Последняя инстанция - Владимир Анатольевич Добровольский
Шрифт:
Интервал:
Закладка:
Молчит. Но брови тяжелые, напряжены. Думает.
— Не хотите помочь?
— А этот, погибший… Какой из себя?
Выдвигаю ящик стола, вынимаю оттуда фотографию.
Ярому достаточно одного лишь беглого и ничего не выражающего взгляда. Но свой вердикт произносит с явным облегчением:
— Нет, не то.
— Не тот, вы хотите сказать? А тот? Предъявите его мне в полном здравии, и наш разговор окончен.
Молчит. Странно, говорю, очень странно.
— Да вот же! — слегка кивает. — По мокрому делу уборщицу впутывать?
— Ну, это из области психологии. Подсобная область. А раз уж к слову… Мы, следователи, частенько применяем психологическое давление. Это как в спорте — прессинг, в пределах правил. С вами мне не хотелось бы прессинговать, — говорю многозначительно. — Вам предстоят перемены в жизни. Будем надеяться, счастливые… А ваше упорство или упрямство может лишь омрачить… Простите, вот я невольно и прибегнул к прессингу.
— Мои перемены сюда не касаются, — произносит он сурово, неприступно. — Кирпичников Севка не касается тоже. А за того, кто был у меня, ничего не скажу. Приметы могу дать.

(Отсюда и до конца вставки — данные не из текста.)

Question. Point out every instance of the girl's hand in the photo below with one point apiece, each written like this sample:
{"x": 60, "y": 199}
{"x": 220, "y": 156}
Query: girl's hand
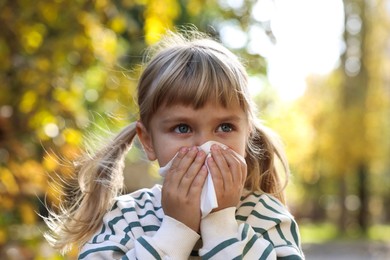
{"x": 183, "y": 185}
{"x": 228, "y": 170}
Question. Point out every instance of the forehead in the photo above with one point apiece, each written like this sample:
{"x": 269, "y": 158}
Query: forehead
{"x": 209, "y": 111}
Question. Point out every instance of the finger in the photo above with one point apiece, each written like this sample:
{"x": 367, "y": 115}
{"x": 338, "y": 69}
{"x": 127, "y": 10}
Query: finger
{"x": 180, "y": 164}
{"x": 187, "y": 179}
{"x": 222, "y": 164}
{"x": 197, "y": 183}
{"x": 215, "y": 174}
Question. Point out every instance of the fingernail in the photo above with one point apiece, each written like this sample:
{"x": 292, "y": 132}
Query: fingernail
{"x": 184, "y": 149}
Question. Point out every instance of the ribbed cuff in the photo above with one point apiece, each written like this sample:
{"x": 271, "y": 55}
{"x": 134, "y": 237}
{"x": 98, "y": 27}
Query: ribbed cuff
{"x": 175, "y": 239}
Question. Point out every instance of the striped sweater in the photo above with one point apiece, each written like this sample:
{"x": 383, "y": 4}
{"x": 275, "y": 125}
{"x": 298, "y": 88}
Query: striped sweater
{"x": 136, "y": 228}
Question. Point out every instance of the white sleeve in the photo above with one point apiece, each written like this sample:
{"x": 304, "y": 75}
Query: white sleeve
{"x": 224, "y": 238}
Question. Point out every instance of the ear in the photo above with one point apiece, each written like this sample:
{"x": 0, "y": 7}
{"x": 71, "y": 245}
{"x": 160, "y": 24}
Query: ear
{"x": 146, "y": 140}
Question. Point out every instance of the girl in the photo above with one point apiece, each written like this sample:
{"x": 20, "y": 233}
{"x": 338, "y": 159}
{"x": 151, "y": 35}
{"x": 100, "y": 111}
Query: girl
{"x": 192, "y": 91}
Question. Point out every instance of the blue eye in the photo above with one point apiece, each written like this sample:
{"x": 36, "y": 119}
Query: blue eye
{"x": 225, "y": 127}
{"x": 182, "y": 129}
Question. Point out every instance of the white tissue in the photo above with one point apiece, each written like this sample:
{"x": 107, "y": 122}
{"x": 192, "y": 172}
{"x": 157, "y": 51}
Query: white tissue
{"x": 208, "y": 199}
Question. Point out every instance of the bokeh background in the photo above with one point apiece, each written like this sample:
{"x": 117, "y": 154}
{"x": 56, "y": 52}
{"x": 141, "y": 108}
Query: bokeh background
{"x": 319, "y": 72}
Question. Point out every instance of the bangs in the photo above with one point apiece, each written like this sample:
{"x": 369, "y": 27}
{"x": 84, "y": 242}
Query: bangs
{"x": 195, "y": 77}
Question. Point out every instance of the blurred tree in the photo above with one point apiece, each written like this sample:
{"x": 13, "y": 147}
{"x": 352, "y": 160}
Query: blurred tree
{"x": 342, "y": 164}
{"x": 65, "y": 73}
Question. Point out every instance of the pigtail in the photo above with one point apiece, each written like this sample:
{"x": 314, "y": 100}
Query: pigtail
{"x": 90, "y": 194}
{"x": 265, "y": 155}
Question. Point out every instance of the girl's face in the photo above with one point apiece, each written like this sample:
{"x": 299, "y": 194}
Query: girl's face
{"x": 179, "y": 126}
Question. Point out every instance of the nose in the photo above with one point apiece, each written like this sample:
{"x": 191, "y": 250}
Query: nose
{"x": 203, "y": 137}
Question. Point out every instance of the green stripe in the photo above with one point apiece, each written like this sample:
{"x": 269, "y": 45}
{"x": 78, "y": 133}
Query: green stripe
{"x": 269, "y": 207}
{"x": 242, "y": 218}
{"x": 143, "y": 194}
{"x": 294, "y": 232}
{"x": 100, "y": 249}
{"x": 149, "y": 248}
{"x": 101, "y": 232}
{"x": 248, "y": 204}
{"x": 219, "y": 247}
{"x": 249, "y": 245}
{"x": 244, "y": 232}
{"x": 267, "y": 252}
{"x": 290, "y": 257}
{"x": 260, "y": 231}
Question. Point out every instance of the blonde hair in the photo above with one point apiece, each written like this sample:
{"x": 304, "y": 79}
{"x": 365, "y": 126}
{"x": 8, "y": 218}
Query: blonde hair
{"x": 190, "y": 69}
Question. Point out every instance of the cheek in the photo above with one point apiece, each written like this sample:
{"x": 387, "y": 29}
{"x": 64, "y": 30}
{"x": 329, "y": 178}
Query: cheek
{"x": 165, "y": 152}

Снова странность? Но тут уж рассуждать не приходится, — у нас так: куй железо, пока горячо. Записываю приметы. А записав, спрашиваю:
— Почему не хотите назвать?
— Не могу, — отвечает он.
— Не можете потому, что не знаете? Или потому, что боитесь?
— Двояко, — впервые опускает он глаза. — Разговор был… Ну, сами понимаете. Нездешний он. Приехал. Специально. Когда завяжешь, это кое-кому поперек горла. Потребовалась одна маловажная услуга. Я ему на дверь показал. Не сработало. Наоборот: угрозы. С ихней породой нужно обязательно инициативу брать на себя. Не возьмешь — подомнут. Ну, я и взял. Удар не очень. Средней силы. Но по носу попало. Он и смотался.
— Эх, если бы не Кирпичников! — говорю. — Так было бы все ясненько.
— Сами понимаете… Перемены в жизни… Неохота трупом лечь.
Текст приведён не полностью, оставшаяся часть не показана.